How can the United States tackle the increasingly problematic issue of homelessness and housing poverty?
The National Low Income Housing Coalition (NLIHC) thinks that reforming the mortgage interest deduction (MID) is the way to move forward. But it’s going to have to lobby against the National Association of Realtors (NAR), which released a study earlier this year that showed taxes for middle-income homeowners (earning between $50,000 and $200,000 annually) rising instead of falling if MID is reformed.
What is the MID?
When most people buy a home, they use a mortgage loan to do it — and the bank charges them interest on that loan, which they pay over the loan’s lifetime (15 or 30 years are most common).
One of the perks of homeownership is that this mortgage interest is tax-deductible — so when homeowners prepare their taxes before April 15, they can reduce the amount of money they owe by what they paid on mortgage interest in the calendar year.
This isn’t the first time that a group has looked at tweaking the MID for one reason or another. The biggest criticism of the deduction is that it disproportionately benefits more wealthy taxpayers rather than middle-income and lower-income homeowners, especially because many middle-income and lower-income homeowners choose to take a standard deduction instead of itemizing their taxes.
But NAR, which has been protecting the MID for years, believes that changing the deduction would essentially result in a tax increase on homeowners.
The argument for killing MID
The NLIHC report, “Reforming the Mortgage Interest Deduction: How Tax Reform Can Help End Homelessness and Housing Poverty,” argues that most homeowners don’t take advantage of the MID — and those that do tend toward the higher-earning income brackets.
“The nonpartisan Congressional Budget Office (CBO) reports that 75 percent of the benefits of the MID go to the top 20 percent of earners,” the report states. “In fact, 15 percent of the benefits of the MID, or nearly $11 billion each year, goes to the top 1 percent of earners, the wealthiest households in America.

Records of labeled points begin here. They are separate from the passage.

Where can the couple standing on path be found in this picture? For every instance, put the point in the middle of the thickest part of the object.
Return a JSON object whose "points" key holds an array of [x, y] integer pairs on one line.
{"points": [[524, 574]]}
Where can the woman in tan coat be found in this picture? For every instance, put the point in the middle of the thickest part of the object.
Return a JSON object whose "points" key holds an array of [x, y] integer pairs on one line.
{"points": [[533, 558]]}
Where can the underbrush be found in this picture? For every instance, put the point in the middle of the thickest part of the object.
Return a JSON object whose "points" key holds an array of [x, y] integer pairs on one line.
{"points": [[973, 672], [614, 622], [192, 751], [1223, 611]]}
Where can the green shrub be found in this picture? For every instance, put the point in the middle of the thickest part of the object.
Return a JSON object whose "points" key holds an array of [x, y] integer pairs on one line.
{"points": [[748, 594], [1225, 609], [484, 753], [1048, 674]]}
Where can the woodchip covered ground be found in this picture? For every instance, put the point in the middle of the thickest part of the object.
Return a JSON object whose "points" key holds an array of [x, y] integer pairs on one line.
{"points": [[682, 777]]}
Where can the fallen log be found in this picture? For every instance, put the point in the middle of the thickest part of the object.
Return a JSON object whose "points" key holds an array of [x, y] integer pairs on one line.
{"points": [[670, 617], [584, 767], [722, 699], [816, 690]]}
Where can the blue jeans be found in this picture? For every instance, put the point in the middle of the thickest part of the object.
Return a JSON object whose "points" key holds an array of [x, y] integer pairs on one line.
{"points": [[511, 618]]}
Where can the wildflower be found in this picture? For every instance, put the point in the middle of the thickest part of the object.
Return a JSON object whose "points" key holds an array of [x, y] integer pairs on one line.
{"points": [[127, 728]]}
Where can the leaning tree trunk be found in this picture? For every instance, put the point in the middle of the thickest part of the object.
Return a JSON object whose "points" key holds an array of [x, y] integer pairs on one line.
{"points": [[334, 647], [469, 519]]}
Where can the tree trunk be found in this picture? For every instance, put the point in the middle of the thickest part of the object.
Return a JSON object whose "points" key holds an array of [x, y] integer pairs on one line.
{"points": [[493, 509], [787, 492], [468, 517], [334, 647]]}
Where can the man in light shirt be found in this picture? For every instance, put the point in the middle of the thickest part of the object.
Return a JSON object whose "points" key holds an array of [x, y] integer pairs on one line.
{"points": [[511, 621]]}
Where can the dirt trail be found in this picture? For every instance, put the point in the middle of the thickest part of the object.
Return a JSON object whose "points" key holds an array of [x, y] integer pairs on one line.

“Everyone else gets almost nothing.”
The report adds that the MID does not help increase the number of homeowners, but it does help increase the amount of mortgage debt that homeowners are willing to saddle, especially in the upper income brackets: “Economists agree that the MID does little to promote homeownership. Higher income households that benefit from the MID would likely choose to buy a home regardless of whether they receive a tax break. Instead, the MID incentivizes these higher income households to take on larger mortgages; greater mortgage debt results in more mortgage interest eligible for a tax break.”
What should be done?
The NLIHC has three suggestions for how the MID should be adjusted to better promote homeownership across all income levels.
1. Currently, mortgages up to $1 million are eligible for the MID. The report suggests that this amount be reduced to $500,000, which NLIHC believes will generate $87 billion in savings over 10 years.
2. Instead of a deduction, the report recommends a 15-percent capped tax credit, which it believes more people will take advantage of — many homeowners do not itemize their deductions, which means they don’t use the MID, so a tax credit would also benefit those citizens.
3. If these two changes are made, the report estimates $241 billion in savings, which it recommends be reinvested “over 10 years into affordable rental homes for families with the greatest, clearest housing needs.”
Here’s how the coalition thinks those savings will break down across household type.
But not everyone thinks there’s a problem with the MID, and that includes NAR. The association would prefer that legislators leave the deduction alone, thank you very much.
“Realtors are committed to protecting the current federal tax provisions that benefit real estate and have strong objections over proposals that further cap or limit the deductibility of mortgage interest,” said NAR President William Brown in a statement.
“Limiting the mortgage interest deduction amounts to a de facto tax increase on current or future homeowners. NAR’s commissioned study earlier this year revealed just how damaging this would be: homeowners with adjusted gross incomes between $50,000 and $200,000 would see their taxes rise by an average of $815. That’s on top of the fact that 83 percent of U.S. Federal income taxes are already paid by homeowners.
“The MID is an important benefit not just for the millions of current homeowners who depend on it, but also for renters looking to make the transition into homeownership. Current and future homeowners should be very wary of proposals that double the standard deduction and reform the MID,” he concluded.